Autre mot qui résonne d’emblée comme une énigme : Les Bosquets, le nom de la cité. Nom bucolique, hérité peut-être du lieu sur lequel elle fut construite. Comme dans les deux films précédents, la nature occupe ici une place surprenante : arbres et plates-bandes non entretenues poussent de manière sauvage, la terre affleure sur les chantiers, un souffle d’air passe dans les branches qui jettent leurs ombres sur les façades. A plusieurs reprises, le film semble jouer du paradoxe d’une banlieue idyllique : cerises que l’on cueille sur un arbre, ouvriers faisant la sieste sur un morceau de pelouse, conversation entre deux femmes musulmanes assises dans l’herbe, partie de cartes animée au bas des blocs, terrain vague planté de grands arbres où s’annonce l’orage.
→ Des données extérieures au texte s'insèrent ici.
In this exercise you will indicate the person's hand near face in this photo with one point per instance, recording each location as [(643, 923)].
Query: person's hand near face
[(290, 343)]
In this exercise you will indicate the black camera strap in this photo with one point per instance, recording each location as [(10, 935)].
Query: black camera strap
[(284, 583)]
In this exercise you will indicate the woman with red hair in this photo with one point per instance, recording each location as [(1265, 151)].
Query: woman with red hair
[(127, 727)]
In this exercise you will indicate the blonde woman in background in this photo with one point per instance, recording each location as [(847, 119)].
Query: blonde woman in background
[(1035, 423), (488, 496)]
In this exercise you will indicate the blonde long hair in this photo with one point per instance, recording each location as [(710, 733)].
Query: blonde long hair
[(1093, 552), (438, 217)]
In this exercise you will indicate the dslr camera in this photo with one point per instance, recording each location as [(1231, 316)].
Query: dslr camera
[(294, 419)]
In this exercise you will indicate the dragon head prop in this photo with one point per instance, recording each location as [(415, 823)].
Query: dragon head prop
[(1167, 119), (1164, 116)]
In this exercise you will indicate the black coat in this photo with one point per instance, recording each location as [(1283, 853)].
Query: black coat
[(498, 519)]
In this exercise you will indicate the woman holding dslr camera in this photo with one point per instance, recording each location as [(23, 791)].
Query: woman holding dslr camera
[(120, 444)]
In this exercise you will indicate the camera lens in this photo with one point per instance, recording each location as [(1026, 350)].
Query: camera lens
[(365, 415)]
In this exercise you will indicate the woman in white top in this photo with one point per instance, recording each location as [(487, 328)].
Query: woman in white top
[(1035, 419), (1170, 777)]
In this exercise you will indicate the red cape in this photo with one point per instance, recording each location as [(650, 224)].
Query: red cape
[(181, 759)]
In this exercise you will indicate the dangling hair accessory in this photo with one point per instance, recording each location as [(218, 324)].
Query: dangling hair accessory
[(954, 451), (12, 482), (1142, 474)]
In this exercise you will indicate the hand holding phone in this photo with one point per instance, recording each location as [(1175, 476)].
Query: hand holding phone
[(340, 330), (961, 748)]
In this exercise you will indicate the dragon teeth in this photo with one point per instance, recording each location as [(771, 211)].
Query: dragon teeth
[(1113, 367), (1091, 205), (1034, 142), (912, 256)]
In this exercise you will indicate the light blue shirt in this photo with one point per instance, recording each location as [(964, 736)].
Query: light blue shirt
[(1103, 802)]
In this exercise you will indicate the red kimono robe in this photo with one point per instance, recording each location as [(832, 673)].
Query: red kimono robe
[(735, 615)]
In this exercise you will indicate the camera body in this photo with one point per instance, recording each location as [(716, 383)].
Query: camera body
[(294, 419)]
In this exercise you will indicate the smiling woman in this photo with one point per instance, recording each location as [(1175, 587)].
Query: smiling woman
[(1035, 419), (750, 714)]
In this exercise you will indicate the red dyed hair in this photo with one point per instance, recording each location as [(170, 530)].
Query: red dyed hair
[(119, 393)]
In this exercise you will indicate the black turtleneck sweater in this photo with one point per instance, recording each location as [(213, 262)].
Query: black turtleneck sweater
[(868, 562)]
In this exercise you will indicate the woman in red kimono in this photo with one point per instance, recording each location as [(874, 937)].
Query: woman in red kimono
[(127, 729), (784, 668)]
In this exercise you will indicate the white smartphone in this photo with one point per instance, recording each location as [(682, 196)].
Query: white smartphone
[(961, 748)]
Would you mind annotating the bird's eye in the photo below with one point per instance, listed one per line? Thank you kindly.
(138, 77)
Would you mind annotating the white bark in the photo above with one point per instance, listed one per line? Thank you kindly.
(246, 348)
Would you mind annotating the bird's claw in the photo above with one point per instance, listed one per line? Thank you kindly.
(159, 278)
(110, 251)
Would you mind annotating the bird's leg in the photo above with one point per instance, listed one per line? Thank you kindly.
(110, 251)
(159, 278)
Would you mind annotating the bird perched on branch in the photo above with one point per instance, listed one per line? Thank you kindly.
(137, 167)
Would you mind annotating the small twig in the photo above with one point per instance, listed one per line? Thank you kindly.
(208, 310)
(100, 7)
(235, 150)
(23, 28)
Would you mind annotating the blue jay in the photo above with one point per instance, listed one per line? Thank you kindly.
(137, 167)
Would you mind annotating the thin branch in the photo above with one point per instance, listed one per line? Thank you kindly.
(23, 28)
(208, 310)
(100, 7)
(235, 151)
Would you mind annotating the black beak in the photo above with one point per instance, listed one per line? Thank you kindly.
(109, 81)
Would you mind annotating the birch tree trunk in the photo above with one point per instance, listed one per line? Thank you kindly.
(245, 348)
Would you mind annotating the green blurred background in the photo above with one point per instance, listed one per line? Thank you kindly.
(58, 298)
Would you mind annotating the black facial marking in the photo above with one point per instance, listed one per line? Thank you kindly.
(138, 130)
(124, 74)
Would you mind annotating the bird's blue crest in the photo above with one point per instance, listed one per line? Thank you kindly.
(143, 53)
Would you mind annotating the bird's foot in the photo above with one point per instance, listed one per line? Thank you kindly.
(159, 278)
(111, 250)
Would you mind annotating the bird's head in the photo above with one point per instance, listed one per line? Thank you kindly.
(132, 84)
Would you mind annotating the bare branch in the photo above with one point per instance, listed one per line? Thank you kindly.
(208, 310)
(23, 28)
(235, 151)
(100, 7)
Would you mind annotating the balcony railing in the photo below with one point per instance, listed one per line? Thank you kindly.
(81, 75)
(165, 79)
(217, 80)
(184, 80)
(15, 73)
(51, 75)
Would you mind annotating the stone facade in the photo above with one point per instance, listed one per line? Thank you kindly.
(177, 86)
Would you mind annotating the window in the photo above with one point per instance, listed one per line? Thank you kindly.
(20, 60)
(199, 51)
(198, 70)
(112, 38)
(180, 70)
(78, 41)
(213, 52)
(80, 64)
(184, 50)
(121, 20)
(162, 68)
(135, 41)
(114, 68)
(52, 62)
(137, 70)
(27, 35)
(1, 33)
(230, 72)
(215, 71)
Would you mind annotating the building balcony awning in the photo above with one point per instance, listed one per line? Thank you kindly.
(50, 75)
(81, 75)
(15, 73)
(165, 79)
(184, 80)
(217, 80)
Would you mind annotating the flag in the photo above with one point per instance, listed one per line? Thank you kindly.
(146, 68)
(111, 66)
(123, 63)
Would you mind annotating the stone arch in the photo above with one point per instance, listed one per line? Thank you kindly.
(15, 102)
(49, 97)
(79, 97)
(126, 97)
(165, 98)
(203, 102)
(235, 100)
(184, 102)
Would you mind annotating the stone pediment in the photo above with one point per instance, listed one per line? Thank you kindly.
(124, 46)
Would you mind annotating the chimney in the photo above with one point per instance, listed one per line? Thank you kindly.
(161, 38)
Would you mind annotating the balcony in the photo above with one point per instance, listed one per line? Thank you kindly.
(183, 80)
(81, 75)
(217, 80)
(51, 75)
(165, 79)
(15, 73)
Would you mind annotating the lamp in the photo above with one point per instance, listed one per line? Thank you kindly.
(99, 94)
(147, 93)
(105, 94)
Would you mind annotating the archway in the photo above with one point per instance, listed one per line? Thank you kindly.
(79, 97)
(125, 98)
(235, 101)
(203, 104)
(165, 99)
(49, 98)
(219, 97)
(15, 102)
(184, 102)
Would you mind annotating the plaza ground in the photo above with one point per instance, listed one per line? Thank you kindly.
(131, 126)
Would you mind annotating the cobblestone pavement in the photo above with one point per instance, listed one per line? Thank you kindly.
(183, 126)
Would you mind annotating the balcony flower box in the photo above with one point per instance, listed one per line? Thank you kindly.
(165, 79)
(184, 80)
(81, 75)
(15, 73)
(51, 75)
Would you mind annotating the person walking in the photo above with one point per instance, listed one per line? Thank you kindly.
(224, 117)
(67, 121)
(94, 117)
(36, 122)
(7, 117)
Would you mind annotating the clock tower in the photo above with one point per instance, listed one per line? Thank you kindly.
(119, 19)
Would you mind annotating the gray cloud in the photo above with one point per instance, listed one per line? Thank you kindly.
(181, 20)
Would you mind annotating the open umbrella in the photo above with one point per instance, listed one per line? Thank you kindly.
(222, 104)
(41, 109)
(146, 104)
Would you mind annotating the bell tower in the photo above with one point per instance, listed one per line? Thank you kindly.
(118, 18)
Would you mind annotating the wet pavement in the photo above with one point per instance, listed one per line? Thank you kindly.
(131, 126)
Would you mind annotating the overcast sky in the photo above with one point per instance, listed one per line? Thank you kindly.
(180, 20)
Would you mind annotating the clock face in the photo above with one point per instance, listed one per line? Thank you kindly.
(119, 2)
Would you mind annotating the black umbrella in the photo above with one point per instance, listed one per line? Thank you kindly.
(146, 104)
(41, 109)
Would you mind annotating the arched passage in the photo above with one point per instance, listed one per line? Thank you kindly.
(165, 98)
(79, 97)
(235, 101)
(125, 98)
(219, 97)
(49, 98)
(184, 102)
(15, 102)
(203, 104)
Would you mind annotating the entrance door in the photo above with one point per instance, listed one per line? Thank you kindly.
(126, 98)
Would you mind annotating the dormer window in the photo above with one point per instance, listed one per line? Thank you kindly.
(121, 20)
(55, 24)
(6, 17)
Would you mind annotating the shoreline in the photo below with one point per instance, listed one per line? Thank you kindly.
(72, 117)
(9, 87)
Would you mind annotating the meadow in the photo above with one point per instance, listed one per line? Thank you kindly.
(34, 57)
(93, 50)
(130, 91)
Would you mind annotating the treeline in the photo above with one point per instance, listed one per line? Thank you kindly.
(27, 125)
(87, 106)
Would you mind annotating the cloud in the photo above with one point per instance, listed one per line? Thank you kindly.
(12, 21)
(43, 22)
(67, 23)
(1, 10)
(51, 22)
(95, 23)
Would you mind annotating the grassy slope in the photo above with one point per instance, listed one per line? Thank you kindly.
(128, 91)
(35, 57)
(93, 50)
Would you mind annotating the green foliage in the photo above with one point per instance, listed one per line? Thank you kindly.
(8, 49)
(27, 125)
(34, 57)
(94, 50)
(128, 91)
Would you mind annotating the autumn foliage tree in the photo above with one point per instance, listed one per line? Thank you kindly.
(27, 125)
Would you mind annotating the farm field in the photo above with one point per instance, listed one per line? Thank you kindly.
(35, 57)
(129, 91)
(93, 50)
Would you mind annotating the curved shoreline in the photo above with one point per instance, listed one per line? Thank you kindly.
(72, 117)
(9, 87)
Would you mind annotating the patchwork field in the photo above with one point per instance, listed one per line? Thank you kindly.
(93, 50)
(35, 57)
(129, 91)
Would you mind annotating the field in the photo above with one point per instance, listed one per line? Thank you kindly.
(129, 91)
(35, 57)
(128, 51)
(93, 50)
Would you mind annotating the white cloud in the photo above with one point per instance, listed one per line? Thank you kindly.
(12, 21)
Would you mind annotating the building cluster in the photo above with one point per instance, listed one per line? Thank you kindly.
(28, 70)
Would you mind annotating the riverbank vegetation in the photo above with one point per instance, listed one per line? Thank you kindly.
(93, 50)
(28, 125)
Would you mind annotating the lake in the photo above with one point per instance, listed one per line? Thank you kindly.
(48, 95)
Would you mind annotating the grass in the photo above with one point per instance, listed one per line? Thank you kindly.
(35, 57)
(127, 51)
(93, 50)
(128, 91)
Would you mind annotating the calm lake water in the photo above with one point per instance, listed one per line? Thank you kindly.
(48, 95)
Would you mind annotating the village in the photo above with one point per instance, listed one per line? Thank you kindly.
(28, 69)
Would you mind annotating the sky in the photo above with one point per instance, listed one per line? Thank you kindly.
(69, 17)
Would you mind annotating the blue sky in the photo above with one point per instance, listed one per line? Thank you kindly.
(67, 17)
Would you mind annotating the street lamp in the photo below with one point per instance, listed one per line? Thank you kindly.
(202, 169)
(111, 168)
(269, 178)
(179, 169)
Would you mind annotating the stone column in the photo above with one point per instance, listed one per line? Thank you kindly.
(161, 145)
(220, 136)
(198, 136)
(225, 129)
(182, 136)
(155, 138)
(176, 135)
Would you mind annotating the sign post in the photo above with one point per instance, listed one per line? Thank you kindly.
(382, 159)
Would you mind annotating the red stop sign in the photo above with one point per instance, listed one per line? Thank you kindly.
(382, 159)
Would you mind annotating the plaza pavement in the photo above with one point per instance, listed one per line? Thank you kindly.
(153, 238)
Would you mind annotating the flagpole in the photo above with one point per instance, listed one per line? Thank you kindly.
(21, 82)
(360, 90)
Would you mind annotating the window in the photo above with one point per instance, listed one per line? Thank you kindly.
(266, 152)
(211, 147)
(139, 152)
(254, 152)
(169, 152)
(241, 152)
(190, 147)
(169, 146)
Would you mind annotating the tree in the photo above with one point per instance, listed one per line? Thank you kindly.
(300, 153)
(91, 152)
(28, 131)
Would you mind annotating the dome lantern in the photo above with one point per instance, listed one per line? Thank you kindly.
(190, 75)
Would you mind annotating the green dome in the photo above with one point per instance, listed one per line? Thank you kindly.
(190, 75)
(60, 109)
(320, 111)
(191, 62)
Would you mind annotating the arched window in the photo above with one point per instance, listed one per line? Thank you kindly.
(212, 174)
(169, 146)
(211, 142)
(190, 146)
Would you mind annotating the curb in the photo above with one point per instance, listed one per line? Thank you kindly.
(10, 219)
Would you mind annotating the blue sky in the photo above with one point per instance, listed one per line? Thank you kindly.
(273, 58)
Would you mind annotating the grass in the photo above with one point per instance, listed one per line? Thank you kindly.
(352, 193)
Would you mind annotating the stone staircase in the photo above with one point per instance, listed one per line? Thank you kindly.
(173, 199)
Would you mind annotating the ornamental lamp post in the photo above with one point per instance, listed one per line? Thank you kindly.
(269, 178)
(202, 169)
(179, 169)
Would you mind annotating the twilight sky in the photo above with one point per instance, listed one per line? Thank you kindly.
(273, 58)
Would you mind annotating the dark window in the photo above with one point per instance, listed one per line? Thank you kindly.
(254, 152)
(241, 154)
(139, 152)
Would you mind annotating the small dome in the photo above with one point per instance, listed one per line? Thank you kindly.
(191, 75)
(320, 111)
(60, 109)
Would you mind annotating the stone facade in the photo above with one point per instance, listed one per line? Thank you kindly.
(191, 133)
Autant de réminiscences de l’impressionnisme et des maîtres du paysage classique (Poussin, Corot), comme pour nous délester de quelques idées reçues sur le mal-de-vivre.

D’ailleurs malgré le caractère impersonnel et l’immensité de l’architecture, on observe ici une grande sociabilité. C’est l’été, les jeunes occupent l’espace public, le seuil des immeubles. Les saluts fusent, on s’interpelle d’un bout à l’autre de la cité. Les voitures tournent. Il y a toujours une clameur, un autoradio, un bruit de moteur comme pour signaler sa présence. On parade, on guette, on reste sur le qui-vive. Pas d’anonymat, des territoires très marqués, comme dans un village. Une sociabilité un peu contraignante certes, entre surveillance et convivialité, d’où se dégage une certaine tension, une nervosité difficile à mesurer. Dans une autre séquence, une femme voilée tend quelque chose, peut-être à manger, à des enfants qui jouent sur un tas de sable. La femme est arabe, les enfants africains. Signe de solidarité, d’une harmonie possible en zone de non-droit ? Non-lieu, non-droit, manque d’éducation, d’autorité, c’est sous l’espèce du sans, du privatif, que se forgent les préjugés. Ce qui est moins bucolique, en revanche, c’est le nom des immeubles : B1, B2… chiffres qui dénotent de la négligence toute rationnelle qui a présidé à leur construction.

Mais les habitants sont-ils plus impliqués qu’autrefois dans les changements que leur proposent les urbanistes et les pouvoirs publics ? Certains prennent des airs d’experts. Experts en logements (ils comptent la capacité des nouveaux immeubles), en rénovation (ils discutent de la couleur des façades à venir), en destruction de bâtiments (ils se remémorent la chute de telle ou telle barre). Le blanc des nouveaux appartements, la netteté schématique des projections d’architectes s’opposent au délabrement des allées, à l’encombrement des balcons. Experts dans le destin qui leur est fait, ils ont l’orgueil des démunis. L’homme qui s’est fait insulté au McDonald décide d’écrire à Nicolas Sarkozy pour se plaindre du procès qui lui est fait. Conscient d’être à la fois victime d’une injustice et partie prenante d’une affaire collective qui intéresse l’Etat en plus haut lieu.

Et on se saurait lui donner tort, car toute marginale qu’elle est, la banlieue est aujourd’hui au cœur des enjeux de la société, soit qu’on l’instrumentalise à des fins politiques, soit qu’elle abrite une jeunesse qui décidera de l’avenir du pays. Face à la “mauvaise réputation” qui la précède et aux ruptures qui la traversent, en privilégiant l’observation sur le jugement, le film mesuré de Florence Lazar pose les prémisses d’un dialogue nécessaire avec ce territoire inconnu.